# LOST SULCATA PLEASE HELP



## Squirtle's Sister (Sep 8, 2009)

My family's tortoise, Squirtle, was stolen/escaped from his backyard enclosure. We live out by Bullard and McCall in Clovis. He is an African Sulcata tortoise, approximately 8-12 inches long and 20-30 pounds. He has been missing for three weeks now. 


We posted signs and have been touring the neighbors' yards and calling shelters. Please respond if you have seen him. Thank you so much for your help. Keep an eye out for our guy, Squirtle!


----------



## chadk (Sep 8, 2009)

Yikes, he's in bad shape. That pyramiding looks pretty nasty. Should be easy to identify at least.

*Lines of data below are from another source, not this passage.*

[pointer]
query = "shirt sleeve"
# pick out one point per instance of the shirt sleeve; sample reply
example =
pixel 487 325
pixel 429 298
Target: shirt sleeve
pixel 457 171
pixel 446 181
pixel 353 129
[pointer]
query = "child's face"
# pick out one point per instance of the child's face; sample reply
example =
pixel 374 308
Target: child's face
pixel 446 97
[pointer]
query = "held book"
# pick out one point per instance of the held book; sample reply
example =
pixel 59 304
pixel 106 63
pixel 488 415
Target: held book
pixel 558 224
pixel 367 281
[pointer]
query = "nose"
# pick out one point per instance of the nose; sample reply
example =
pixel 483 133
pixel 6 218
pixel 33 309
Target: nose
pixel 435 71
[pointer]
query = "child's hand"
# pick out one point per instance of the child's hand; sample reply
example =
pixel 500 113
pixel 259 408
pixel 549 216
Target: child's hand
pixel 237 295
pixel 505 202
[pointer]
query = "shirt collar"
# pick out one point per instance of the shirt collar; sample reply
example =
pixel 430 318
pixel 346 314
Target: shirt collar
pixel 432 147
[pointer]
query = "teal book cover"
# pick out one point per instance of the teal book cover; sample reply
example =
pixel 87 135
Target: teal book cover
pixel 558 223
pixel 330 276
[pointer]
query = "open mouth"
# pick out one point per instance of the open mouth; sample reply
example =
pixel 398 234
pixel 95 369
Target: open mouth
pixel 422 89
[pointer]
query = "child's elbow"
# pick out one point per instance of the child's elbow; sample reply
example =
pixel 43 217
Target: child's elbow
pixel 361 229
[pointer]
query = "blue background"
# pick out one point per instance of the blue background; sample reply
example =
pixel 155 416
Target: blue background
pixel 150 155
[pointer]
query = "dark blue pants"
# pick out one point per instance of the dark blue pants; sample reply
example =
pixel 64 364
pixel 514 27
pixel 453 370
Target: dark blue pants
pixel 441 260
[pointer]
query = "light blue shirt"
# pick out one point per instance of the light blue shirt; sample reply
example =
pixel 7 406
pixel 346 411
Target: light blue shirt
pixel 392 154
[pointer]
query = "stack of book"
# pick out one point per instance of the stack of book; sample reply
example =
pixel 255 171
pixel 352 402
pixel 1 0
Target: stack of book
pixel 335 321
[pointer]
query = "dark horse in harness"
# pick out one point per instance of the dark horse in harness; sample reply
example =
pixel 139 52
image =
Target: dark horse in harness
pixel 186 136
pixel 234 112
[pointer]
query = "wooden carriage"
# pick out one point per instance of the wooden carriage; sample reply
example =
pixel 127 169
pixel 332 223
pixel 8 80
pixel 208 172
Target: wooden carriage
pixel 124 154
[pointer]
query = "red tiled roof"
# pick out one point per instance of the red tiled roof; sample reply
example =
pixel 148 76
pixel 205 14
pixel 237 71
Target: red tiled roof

Good luck finding him!


----------



## Yvonne G (Sep 9, 2009)

Hi Ellen:

I'm very glad to see you here on the forum. If someone returns Squirtle to your family, there are some adjustments needed in his environment and care to make sure he grows to be a healthy tortoise. He is severely pyramided, and this can effect his life. I don't live too far from you (Shaw and McCall) and would be very happy to have you come over and see how my tortoises are set up. 

You've joined the forum because of a sad situation, but we're happy you've found us and we hope you stay with us and get to know us and become a valued forum family member!







to the forum!!

Yvonne


----------



## katesgoey (Sep 9, 2009)

Welcome to the forum - hope you find Squirtle soon and keep us updated. You'll find a lot of support here in caring for him. We wish you the best of luck that he'll find his way back to you very soon.


----------



## dmmj (Sep 9, 2009)

With a name like squirtle, I bet your kids named him.


----------



## Crazy1 (Sep 10, 2009)

I am sorry to hear you have lossed squirtle. Have you knocked on neighbors doors asking if they found a tortoise? Perhaps someone who has not been out to see the posters has found him? Good luck and please keep us posted.


----------



## janiedough (Sep 11, 2009)

uhm what state?

contact your local news station. sometimes they will do a story on this bc it is so unique

and how long did you have him?


----------



## Squirtle's Sister (Sep 12, 2009)

WE FOUND SQUIRTLE! An animal lover near our home found him crossing the street and had been caring for him since taking him to the vet. He is back home. Thank you so much for all of your help and support!


----------



## tortoisenerd (Sep 12, 2009)

So glad to hear! Can you share more about his care?


----------